I have two comments that apply in lots of places.
- Delete old unused code.
- We should use only the bam header instead of fai_df and the bam header.
workflow/Snakefile
Outdated
| FAI = get_fai() | ||
| REF_NAME = config["ref_name"] | ||
| EXCLUDES = get_excludes() | ||
| #REF = get_ref() |
There was a problem hiding this comment.
delete completely instead of commenting
workflow/rules/common.smk
Outdated
| raise ValueError(f"FIRE: reference file {ref} does not exist") | ||
| return os.path.abspath(ref) | ||
|
|
||
| def get_ref_old(wc): |
There was a problem hiding this comment.
I think the functions you have added with _old or _orig are not used. if so they should be removed.
workflow/rules/common.smk
Outdated
| return fai | ||
|
|
||
| def get_fai(wc): | ||
| ref = MANIFEST.loc[wc.sm, "ref"] |
There was a problem hiding this comment.
to get ref you should call get_ref. And then generally it is good to use f strings in situations like this:
ref = get_ref(wc)
fai = f"{ref}.fai"
...
workflow/rules/common.smk
Outdated
|
|
||
| bam_chr_list=[] | ||
| input_bam_path=get_input_bam(wc) | ||
| input_bam = pysam.AlignmentFile(input_bam_path, "rc", threads=MAX_THREADS) |
There was a problem hiding this comment.
you don't need extra threads here, I would drop that. Also the "rc" part can be infered and not all inputs will be cram so we dont want it. basically delete the last two args.
workflow/rules/common.smk
Outdated
| input_bam = pysam.AlignmentFile(input_bam_path, "rc", threads=MAX_THREADS) | ||
| bam_header_dict = input_bam.header.to_dict() | ||
|
|
||
| for line in bam_header_dict['SQ']: |
There was a problem hiding this comment.
The length of each chromosome is also available in the bam header. So we should use the bam header only instead of mixing fai_df and this method.

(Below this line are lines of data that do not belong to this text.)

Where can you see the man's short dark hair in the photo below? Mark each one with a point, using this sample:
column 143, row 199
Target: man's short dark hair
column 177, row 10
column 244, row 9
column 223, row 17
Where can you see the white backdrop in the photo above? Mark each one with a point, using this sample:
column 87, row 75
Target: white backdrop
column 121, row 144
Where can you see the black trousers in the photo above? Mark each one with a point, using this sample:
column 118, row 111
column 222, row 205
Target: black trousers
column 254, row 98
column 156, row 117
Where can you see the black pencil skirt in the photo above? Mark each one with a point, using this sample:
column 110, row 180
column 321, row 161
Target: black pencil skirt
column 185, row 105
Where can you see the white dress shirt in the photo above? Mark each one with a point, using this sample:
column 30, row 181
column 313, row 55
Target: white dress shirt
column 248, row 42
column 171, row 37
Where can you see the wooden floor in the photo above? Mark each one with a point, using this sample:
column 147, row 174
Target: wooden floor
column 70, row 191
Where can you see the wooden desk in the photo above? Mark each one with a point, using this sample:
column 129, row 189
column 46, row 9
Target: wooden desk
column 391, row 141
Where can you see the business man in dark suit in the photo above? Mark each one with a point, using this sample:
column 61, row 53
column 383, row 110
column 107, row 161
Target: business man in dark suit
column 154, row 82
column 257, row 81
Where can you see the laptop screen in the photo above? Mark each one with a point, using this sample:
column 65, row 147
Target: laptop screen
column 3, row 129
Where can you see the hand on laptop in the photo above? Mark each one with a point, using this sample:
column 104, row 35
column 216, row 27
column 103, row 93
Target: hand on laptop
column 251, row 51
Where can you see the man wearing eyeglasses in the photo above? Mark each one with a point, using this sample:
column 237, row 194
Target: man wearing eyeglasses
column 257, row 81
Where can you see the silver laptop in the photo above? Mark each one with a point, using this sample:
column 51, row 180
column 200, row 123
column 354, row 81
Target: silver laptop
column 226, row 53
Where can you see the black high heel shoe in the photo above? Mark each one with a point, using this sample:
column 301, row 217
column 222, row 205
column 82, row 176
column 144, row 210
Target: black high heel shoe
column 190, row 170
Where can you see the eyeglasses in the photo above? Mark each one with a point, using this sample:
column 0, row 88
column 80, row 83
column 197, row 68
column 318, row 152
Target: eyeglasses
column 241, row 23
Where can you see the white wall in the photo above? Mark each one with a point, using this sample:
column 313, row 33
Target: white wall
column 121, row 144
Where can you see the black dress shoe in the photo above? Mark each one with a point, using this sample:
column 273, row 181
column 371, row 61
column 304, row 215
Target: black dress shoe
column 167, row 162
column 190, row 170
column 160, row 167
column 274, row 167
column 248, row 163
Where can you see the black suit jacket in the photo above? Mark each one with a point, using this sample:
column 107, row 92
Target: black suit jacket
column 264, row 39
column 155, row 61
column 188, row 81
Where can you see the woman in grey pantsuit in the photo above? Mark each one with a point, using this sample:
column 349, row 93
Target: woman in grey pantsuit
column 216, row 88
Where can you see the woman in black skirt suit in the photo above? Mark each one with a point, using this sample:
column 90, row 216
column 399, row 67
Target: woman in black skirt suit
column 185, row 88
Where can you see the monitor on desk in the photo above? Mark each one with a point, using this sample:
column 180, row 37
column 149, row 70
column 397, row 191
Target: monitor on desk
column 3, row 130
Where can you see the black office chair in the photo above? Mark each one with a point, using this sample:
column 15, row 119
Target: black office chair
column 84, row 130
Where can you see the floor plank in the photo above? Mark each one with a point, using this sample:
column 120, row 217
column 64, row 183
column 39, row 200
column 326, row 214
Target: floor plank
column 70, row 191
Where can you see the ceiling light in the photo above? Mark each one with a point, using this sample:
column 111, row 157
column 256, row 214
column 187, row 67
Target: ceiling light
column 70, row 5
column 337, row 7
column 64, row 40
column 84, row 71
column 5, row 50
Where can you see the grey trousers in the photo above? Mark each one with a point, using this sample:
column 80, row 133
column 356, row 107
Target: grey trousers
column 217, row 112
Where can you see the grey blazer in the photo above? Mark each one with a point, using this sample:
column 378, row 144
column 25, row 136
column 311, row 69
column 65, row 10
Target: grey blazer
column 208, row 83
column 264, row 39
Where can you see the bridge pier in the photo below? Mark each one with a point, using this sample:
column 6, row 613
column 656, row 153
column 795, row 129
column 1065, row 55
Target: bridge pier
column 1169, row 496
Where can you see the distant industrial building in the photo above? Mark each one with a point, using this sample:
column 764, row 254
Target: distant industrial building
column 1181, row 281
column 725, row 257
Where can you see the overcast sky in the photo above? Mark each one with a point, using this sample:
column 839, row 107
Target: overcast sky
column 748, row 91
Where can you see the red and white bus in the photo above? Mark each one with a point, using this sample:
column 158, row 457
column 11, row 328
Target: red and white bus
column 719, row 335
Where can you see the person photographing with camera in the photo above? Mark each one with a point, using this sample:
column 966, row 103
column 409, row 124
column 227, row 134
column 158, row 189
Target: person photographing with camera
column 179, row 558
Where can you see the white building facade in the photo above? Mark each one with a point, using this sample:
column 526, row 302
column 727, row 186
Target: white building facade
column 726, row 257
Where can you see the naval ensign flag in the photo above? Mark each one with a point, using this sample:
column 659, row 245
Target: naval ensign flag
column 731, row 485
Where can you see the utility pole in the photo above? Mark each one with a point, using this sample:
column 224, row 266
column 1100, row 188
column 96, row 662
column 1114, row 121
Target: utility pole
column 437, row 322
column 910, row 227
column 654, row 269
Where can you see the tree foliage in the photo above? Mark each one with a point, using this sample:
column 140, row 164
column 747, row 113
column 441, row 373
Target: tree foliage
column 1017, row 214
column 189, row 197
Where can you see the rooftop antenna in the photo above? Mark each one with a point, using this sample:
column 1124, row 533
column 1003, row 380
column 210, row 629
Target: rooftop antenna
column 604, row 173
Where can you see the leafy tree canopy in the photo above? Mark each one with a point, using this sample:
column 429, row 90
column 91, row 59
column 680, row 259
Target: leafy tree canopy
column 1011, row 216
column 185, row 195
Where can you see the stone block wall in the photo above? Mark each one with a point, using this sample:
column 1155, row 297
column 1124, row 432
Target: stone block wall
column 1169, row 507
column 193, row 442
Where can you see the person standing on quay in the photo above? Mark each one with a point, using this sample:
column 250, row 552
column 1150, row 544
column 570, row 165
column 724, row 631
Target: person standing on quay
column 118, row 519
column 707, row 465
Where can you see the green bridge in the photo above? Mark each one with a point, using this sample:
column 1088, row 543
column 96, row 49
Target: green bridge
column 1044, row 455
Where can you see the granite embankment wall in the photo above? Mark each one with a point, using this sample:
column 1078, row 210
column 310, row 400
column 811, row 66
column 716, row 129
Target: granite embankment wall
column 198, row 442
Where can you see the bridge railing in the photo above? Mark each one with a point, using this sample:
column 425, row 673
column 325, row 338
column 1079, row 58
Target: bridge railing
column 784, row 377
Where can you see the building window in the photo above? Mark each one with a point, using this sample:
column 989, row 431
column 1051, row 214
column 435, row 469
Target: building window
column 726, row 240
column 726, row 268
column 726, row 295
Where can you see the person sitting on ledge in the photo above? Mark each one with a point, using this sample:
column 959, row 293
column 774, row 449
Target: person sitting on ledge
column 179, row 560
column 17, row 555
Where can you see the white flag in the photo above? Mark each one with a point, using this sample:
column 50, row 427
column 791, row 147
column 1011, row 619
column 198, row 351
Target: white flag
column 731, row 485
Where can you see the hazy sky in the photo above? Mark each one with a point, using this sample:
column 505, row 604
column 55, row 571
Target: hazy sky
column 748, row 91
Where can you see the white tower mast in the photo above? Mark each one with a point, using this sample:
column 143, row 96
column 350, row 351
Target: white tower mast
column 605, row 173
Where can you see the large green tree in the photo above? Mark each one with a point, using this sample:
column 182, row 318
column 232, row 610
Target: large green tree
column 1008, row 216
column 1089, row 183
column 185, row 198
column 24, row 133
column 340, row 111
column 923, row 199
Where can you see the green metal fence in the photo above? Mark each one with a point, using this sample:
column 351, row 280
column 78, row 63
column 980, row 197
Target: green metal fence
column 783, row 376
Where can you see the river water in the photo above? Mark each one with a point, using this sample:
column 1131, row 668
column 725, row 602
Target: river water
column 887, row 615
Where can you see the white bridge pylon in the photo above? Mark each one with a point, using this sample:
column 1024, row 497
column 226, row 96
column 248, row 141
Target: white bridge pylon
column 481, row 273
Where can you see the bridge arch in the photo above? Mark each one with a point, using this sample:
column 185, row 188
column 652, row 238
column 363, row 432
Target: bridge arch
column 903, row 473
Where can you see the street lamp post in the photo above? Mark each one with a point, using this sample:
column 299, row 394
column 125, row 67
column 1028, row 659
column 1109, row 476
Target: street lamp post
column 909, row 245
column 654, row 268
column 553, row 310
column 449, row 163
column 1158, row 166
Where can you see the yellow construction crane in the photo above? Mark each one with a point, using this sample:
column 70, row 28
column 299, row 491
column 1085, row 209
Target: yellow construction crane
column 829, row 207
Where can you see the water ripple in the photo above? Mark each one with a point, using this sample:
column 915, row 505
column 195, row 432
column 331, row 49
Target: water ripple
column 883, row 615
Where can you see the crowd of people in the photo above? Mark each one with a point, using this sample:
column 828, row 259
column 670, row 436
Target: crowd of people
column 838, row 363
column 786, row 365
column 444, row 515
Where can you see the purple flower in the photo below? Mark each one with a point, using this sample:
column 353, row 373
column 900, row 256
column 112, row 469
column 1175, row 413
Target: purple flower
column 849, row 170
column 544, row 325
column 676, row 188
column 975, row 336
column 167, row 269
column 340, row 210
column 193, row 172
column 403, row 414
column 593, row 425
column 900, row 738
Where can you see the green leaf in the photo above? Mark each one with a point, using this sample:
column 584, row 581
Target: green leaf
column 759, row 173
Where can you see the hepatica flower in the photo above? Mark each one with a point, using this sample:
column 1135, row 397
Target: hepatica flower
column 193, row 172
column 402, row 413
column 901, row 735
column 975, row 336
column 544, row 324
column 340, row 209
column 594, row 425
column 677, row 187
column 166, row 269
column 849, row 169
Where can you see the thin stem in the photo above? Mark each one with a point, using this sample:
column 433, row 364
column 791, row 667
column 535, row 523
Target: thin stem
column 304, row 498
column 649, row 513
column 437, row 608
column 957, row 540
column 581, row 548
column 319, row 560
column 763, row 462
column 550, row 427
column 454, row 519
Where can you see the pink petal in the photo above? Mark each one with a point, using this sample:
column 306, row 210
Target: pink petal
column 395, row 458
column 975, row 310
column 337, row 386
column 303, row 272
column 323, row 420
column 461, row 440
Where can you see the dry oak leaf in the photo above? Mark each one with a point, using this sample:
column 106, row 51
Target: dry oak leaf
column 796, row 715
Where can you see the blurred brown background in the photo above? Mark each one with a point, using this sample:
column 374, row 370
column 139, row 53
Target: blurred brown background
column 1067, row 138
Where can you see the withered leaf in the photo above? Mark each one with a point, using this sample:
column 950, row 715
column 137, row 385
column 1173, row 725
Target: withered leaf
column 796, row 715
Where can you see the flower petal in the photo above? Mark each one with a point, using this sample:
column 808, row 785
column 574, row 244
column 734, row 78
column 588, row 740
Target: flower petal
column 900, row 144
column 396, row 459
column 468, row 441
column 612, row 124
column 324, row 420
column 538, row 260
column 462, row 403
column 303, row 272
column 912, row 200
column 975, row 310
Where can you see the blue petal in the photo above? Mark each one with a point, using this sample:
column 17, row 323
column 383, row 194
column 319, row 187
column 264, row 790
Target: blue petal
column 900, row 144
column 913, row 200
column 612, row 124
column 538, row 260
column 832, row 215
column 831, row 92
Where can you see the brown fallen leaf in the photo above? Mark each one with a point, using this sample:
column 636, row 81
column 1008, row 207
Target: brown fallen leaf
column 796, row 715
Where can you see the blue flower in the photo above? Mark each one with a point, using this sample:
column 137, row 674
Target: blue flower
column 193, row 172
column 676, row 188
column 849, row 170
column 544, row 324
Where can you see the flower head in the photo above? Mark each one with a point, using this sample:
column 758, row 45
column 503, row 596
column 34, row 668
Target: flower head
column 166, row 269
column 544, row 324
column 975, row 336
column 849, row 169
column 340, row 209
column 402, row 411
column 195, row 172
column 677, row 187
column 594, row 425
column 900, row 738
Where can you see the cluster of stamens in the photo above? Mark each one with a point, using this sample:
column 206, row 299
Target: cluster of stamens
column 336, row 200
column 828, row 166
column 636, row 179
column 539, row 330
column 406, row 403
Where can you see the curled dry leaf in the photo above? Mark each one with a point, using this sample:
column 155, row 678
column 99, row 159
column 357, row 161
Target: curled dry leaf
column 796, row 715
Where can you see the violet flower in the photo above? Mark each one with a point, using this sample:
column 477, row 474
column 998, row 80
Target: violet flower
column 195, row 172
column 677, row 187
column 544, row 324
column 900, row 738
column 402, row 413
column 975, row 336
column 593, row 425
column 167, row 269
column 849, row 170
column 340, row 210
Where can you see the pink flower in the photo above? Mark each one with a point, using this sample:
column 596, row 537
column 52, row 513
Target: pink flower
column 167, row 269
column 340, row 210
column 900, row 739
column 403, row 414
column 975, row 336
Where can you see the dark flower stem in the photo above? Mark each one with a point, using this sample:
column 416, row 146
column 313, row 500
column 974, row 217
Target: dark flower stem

workflow/rules/track-hub.smk
Outdated
| suffix=get_hap_col_suffix, | ||
| nzooms=NZOOMS, | ||
| chrom=get_chroms()[0], | ||
| #chroms=get_chroms, |
…d removed commented unused code
This PR address two main issues:
(1) Previously, a single assembly was defined in the config file and if multiple samples were submitted in the input file, all had to be associated with that assembly. This PR makes it possible to structure an input file to have 4 columns: sample, bam, ref, ref_name. See example: config/config_4col.tbl. The yaml file can omit ref and ref_name entirely or leave them blank (example: config/config_4col.yaml). If a single reference can be used with all samples, the original format where the ref and ref_name are only indicated in config.yaml will still work.
(2) Previously, a list of chrs was pulled from the input fasta. This can be problematic if not all of these are present in the input bam. This PR modifies these names to be pulled directly from the bam instead.